Among them is Brendan Sporer (PhD NERS ’23), who completed his PhD in McBride’s lab. He interviewed at Helion, TAE Technologies and p Energy. Ultimately, he chose to get behind TAE’s approach, as well as its sunny southern California location.
Sporer is confident that the world is on the precipice of a fusion-driven future, and he believes that new computational tools and new materials make today’s fusion research fundamentally different from that of past decades.
“We now have technological advancements that have changed the game,” said Sporer. “I think new computational tools are the biggest one, where we now have the ability to simulate an entire fusion reactor before we build it. This wasn’t possible 20 years ago.”
He hesitates for a moment. “Or maybe I am being like everybody else has always been?” he asks rhetorically. “This may be what everyone has said in their time.” Then his voice becomes confident again. “But no. I’m sure that today is different from five or ten years ago. We all have to go in with healthy skepticism. This is going to be a lot harder than people are making it sound. This is going to be extremely hard. But I think we’re in the homestretch, and I’d like to be there when it happens.”

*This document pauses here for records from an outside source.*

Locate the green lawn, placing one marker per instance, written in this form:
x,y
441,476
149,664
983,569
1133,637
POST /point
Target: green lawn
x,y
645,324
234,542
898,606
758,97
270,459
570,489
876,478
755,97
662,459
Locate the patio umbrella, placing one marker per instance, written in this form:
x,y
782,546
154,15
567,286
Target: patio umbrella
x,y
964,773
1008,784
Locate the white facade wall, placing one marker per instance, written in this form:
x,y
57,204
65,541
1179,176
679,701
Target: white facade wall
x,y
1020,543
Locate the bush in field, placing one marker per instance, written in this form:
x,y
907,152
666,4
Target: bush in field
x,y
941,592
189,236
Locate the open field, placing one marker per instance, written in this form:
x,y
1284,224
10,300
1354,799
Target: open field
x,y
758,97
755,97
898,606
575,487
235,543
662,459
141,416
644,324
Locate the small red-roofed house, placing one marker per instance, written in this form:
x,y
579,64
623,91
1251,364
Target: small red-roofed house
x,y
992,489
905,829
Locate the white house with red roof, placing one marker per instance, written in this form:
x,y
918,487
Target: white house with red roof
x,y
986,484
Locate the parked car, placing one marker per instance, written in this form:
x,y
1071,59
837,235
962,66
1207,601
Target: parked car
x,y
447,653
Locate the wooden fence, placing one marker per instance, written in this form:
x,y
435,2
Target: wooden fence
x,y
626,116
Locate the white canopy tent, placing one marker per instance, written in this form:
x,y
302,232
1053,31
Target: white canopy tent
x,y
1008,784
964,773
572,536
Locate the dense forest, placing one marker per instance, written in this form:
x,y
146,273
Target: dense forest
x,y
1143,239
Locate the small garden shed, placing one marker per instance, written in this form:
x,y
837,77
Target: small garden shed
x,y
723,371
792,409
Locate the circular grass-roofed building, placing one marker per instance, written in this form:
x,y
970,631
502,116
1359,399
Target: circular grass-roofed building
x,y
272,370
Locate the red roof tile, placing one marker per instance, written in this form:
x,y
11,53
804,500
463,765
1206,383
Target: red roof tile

The government is also buying into private fusion; on March 17, 2022, Granholm announced $50 million in new grants to fund two public/private partnerships. The partnerships will work to build a demonstration fusion power plant in the 2030s. May 2023 saw the announcement of $45 million in additional funding for eight private fusion companies including Commonwealth Fusion Systems and Zap Energy. The goal is in line with President Biden’s energy policy, which calls for the nation’s power generating sector to be carbon-neutral by 2035.
Fail fast, fail early
Other researchers, however, are concerned that the new optimism could fuel fusion’s long reputation for over-promising. That includes Carolyn Kuranz (PhD Applied Physics ’09) a U-M associate professor of nuclear engineering and radiological sciences. Still, she’s pleased to see fusion receiving an influx of interest and money. It’s a welcome contrast with the state of the industry during the era when she and McBride finished graduate school.
As a graduate student, Kuranz worked at the Omega Laser Facility at the Laboratory for Laser Energetics in Rochester, New York, doing work related to nuclear stockpile stewardship before joining U-M in 2009 to work in its Center for Radiative Shock Hydrodynamics (CRASH). There, she studies the physics of hot, dense plasmas similar to those inside fusion reactions, as well as those that exist naturally in space. Like McBride, her work is not directly tied to using fusion to generate electricity, but she’s uncovering new knowledge about the fundamental physics that could move the world closer to fusion power.
These days, many of her students are interested in working for private fusion startups. Though she tells them to exercise caution, she also encourages them to enjoy the fact that they’ve come up in a boom time for fusion.
“As scientists we always need to be curious and hopeful,” she said. “We do need to balance that with realism and pragmatism, but if we’re not willing to take risks, we wouldn’t be anywhere. We wouldn’t have computers, flight, smart phones, any of these things.”
“The fact is, many of these companies will fail. But I don’t think there is anything wrong with a company if they do good science and fail. If you have good ideas and things don’t work out, that’s just science. This is the time for us to take a chance on fusion, because there’s no way society can rely on renewables alone … and we’re running out of time.”